Les orbiteurs répondaient à une fonction simple : dissuader, par des menaces de représailles, les entremurs de développer des armes « dangereuses ». Et qui se chargeait d’évaluer cette dangerosité ? Les sacrifiables, également missionnés pour faire appliquer le règlement sur le terrain.

Toute arme menaçant le contrôle de la planète par les vaisseaux était jugée dangereuse.

De terribles massacres avaient été perpétrés dans les entremurs – les colons de Vadesh en savaient quelque chose. Des épidémies, des guerres, des familles, des génocides avaient dévasté les colonies, et tout cela sans que les orbiteurs n’interviennent.

Et soudain, ils décidaient de raser la planète sur ordre des Terriens, après une simple visite ?

À neuf reprises, les Enfants d’Odin tentèrent d’apaiser la colère des Nettoyeurs, dieux froids et sanguinaires. Ils se repensèrent, défirent leur société, laissèrent tout – biens et corps confondus – en ruines, déléguèrent leurs pouvoirs et leurs sciences à des souris savantes, envisageant même un temps d’exterminer la Terre entière pour le salut du Jardin.

Derrière tout cela se cachait peut-être non pas la volonté des humains mais celle de Ram Odin de détruire la planète.

Les Éclaireurs sont venus. Ils ont eu accès à l’ensemble des données consignées par les vaisseaux. Puis ils sont repartis.
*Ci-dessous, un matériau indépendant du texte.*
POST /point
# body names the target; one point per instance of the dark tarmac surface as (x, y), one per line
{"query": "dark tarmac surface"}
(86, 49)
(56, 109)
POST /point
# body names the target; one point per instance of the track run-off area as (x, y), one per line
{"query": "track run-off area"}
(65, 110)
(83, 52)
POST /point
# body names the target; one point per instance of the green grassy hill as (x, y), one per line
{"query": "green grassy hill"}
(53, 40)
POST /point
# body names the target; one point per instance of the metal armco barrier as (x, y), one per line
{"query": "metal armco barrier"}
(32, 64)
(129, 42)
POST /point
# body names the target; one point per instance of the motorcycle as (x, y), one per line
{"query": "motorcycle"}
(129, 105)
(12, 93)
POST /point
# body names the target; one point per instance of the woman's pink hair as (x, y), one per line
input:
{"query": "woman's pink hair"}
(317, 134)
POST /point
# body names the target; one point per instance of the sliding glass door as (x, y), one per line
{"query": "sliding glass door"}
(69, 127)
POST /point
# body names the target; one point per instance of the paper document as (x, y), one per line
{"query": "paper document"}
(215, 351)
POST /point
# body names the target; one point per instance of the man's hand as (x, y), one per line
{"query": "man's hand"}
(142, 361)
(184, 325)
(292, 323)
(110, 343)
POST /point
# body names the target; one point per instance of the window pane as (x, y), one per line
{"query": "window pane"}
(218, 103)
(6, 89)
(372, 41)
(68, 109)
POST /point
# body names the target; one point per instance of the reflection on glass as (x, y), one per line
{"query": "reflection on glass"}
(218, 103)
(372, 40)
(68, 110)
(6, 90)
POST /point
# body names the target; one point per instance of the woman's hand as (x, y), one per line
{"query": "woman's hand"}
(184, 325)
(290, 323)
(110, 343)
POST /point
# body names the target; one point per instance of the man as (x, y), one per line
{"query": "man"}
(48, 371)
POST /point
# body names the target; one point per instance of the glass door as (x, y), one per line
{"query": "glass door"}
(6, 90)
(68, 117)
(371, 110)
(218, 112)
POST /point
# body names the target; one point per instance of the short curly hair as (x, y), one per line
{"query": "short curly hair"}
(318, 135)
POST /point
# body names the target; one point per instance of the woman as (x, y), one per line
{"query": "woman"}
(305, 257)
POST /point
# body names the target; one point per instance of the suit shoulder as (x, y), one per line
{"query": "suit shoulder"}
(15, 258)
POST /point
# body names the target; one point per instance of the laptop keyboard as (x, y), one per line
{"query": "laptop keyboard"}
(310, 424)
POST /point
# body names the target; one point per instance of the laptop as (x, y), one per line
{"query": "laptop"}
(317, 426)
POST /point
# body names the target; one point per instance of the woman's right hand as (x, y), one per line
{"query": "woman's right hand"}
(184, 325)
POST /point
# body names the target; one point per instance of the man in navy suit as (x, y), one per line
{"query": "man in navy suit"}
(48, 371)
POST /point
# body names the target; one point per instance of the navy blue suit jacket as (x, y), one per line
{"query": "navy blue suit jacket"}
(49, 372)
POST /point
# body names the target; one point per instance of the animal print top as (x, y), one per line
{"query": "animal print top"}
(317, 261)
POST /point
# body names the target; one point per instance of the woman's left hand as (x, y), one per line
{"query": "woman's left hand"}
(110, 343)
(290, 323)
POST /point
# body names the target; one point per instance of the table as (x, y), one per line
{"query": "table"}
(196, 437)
Et si, après analyse de ces données, ces visiteurs s’étaient rendu compte que la planète entière était sous la coupe d’un homme dont la première réaction, en apprenant la duplication de son vaisseau en dix-neuf entités et leur renvoi onze mille ans en arrière, avait été d’ordonner l’éradication de ses doubles et de toute forme de vie sur le Jardin ? D’un homme coupable d’avoir transformé l’astre sur lequel les Terriens misaient les espoirs de l’humanité en un laboratoire à expérimentations temporelles ?

Ce même Ram Odin avait ensuite observé le retour des Terriens. Peut-être avait-il même entendu leur ordre de destitution : À tous les vaisseaux, Ram Odin est immédiatement démis de ses fonctions.